40 years is a long time. It’s longer than my life span. It’s longer than my mother’s, too. It’s ten times as long as I have been married. 40 is a lot of years.
I’ve been trying to think of something eloquent to say today, on this 40th year since the day when the constitution ceased to ring true in saying, “Life, liberty, and the pursuit of happiness”. I don’t know what to say.
I’ve never had an abortion, though there was a time in my life when I would have, had I gotten pregnant.
The closest I have ever gotten to the inside of an abortion facility is to pray outside of the one 3 blocks from our house.
I spent 3 years working as a counselor at a pregnancy resource center in downtown Chicago. I could talk about the women who sobbed on my shoulder, the heartache and brokenness from previous abortions an albatross around their necks. I could tell you about the 16 year old girl who came in, pregnant. 6 months earlier her mother had forced her to have an abortion, and here she was, pregnant again, desperate to “replace” the baby that had been forciblly taken from her.
I could tell you a hundred stories about the effects of abortion on girls and women I have known.
Would it matter?
If you’re reading this and you agree with me, you shake your head, nodding along with what I say, perhaps bolstered in your views.
If you’re reading this and you don’t agree with me, and you think abortion is something women “need” in order to be “free”, would anything I could say or link to change your mind and heart?
I had a post planned in my head, to coincide with MLK Jr day yesterday and 1/22 today.

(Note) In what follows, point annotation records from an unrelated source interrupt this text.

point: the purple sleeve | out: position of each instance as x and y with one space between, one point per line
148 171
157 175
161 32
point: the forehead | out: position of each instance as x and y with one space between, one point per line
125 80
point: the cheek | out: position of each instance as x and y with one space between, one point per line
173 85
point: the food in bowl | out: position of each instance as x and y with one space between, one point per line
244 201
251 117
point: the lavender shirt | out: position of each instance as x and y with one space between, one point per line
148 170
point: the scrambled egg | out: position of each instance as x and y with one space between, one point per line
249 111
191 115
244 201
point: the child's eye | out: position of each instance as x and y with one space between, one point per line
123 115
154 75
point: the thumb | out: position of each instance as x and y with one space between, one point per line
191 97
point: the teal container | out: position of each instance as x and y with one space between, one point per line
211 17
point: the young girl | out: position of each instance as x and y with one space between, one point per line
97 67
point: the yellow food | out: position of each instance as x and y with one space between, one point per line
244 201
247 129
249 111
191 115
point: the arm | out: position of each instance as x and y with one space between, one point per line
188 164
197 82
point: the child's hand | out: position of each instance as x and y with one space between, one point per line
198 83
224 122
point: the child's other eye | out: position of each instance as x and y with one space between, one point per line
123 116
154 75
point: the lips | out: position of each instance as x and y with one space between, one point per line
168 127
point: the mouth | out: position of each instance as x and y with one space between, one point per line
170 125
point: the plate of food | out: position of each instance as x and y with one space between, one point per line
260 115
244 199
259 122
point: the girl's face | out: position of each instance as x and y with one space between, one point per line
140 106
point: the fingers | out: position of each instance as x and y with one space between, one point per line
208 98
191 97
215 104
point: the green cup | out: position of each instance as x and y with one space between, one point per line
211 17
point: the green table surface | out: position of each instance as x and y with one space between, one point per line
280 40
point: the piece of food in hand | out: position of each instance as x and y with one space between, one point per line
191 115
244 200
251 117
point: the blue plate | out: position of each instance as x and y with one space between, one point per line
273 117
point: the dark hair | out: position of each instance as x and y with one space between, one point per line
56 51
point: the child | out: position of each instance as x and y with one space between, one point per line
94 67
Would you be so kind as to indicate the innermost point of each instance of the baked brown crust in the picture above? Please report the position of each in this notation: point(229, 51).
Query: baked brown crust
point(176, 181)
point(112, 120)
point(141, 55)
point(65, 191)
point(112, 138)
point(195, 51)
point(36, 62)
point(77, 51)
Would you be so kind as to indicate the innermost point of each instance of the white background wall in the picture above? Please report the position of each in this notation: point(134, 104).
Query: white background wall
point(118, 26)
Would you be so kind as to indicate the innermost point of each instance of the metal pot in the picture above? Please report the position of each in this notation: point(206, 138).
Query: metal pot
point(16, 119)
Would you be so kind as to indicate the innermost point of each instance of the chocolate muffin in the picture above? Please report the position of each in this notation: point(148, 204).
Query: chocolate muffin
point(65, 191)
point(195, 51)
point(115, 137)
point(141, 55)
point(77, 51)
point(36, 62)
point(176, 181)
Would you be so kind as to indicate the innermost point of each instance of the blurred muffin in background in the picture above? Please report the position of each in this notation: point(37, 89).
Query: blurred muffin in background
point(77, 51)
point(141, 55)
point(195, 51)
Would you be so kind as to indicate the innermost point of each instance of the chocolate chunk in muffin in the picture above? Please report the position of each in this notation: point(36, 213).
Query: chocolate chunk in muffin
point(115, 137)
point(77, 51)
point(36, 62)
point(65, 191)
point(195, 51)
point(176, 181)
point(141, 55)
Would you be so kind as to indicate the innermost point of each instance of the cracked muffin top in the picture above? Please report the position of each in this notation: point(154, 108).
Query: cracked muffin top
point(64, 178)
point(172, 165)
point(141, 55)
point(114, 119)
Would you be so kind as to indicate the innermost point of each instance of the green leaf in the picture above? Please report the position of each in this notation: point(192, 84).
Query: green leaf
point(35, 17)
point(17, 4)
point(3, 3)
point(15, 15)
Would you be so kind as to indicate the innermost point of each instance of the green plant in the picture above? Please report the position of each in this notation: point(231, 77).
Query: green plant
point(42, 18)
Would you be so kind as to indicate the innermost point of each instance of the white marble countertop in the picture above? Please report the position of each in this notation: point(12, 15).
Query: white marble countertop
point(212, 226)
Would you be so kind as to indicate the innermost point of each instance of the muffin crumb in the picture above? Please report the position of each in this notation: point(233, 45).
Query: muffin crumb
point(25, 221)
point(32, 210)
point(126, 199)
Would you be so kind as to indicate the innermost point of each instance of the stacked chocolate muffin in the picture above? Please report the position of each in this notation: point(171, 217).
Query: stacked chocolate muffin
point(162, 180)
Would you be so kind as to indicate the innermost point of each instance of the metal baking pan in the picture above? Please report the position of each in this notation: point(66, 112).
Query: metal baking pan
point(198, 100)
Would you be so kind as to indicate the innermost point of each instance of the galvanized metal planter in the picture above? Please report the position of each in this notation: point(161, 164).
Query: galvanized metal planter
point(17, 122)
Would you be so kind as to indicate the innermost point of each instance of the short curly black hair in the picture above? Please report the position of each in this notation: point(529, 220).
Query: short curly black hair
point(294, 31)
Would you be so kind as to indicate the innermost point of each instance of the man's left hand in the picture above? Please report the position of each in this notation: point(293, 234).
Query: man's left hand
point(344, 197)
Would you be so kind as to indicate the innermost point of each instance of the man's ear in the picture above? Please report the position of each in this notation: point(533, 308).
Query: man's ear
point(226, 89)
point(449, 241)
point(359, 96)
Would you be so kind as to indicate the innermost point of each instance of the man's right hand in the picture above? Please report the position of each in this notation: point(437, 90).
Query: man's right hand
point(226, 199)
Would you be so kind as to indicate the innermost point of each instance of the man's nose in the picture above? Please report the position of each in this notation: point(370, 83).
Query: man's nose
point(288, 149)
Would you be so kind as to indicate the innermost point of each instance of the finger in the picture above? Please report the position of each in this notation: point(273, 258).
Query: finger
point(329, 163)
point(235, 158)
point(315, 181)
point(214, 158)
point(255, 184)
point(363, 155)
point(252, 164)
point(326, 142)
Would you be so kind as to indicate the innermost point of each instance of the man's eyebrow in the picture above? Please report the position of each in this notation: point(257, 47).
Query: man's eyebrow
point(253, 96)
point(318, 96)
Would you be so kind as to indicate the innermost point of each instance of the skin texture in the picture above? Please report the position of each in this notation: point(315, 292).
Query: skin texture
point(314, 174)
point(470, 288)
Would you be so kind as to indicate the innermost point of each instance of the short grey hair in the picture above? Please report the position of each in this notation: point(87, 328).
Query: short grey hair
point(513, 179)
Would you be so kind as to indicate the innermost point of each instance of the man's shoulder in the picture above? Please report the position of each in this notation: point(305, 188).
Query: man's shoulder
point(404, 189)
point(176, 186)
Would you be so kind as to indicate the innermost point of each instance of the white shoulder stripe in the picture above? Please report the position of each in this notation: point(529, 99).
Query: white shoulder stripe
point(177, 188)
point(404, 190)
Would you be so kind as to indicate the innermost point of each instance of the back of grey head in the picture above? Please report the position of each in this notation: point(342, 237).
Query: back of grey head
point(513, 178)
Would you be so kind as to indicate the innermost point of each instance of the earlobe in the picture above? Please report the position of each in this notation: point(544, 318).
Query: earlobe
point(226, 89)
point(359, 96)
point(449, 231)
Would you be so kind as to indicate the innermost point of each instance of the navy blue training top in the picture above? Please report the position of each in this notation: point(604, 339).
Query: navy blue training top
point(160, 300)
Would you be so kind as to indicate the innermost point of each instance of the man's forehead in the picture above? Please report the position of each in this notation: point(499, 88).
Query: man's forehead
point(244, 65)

I was simply going to say,
“How long? Not long. How long? Not long. Because the arc of the moral universe is long, but it bends towards justice.” – MLK Jr.
And then post a picture of what an abortion looks like. The blood spattered, the dismembered hands and feet, obviously visible despite being called “a clump of cells”.
I debated about it for several days, and it was finally wise Atticus who convinced me not to post it. Not because it’s too graphic. It’s graphic, but only because that’s what abortion is. It’s not a “procedure”; it’s the use of a vaccum cleaner to dismember and suck up the various remaining pieces of a tiny, defenseless human body.
No, I didn’t post it because, like any other act of violence, in the end, to post that photo would just be another violation of the precious dignity that child had, before it was thrown away like garbage.
I’d love to post something here that would reach out and touch those good, good people I know who can somehow convince themselves that the death of these children is a price that must be paid for women to be equal with men. I wish I could describe how heartbreaking it is that they think they need anything in order to be equal with men.
I wish I could understand how people who pride themselves on their compassion towards animals and the poor cannot muster enough compassion to feel outraged and saddned at the cold, calculated slaughter of completely defenseless human beings. To the toll of 50 million since 1973.
There was a time when I understood those mental gymnastics, but not now. Too much life has happened, too much for me to even be able to remember.
Now all I know is that every time I drive by the abortion facility 3 blocks from my house, I say a funeral prayer. I have the same feeling in my heart that I did the night I stood outside death row in Baltimore, Md while they killed a man. We sang amazing grace in the cold, December night and prayed for his soul and his victims.
Who is praying for these souls, these victims?
When the state killed Wesley Baker, a man who had been convicted of a terrible crime, they buried him in a poor man’s grave, but at least they buried him.
Those babies – who did not ask to be conceived to people who think so little of them that they paid to have them killed – those babies, what’s left of their body parts, get thrown into a red biohazard trash bag and thrown in a dumpster.
“How long? Not long. How long? Not long. Because the arc of the moral universe is long, but it bends towards justice.”
For all our sakes, I hope he was right.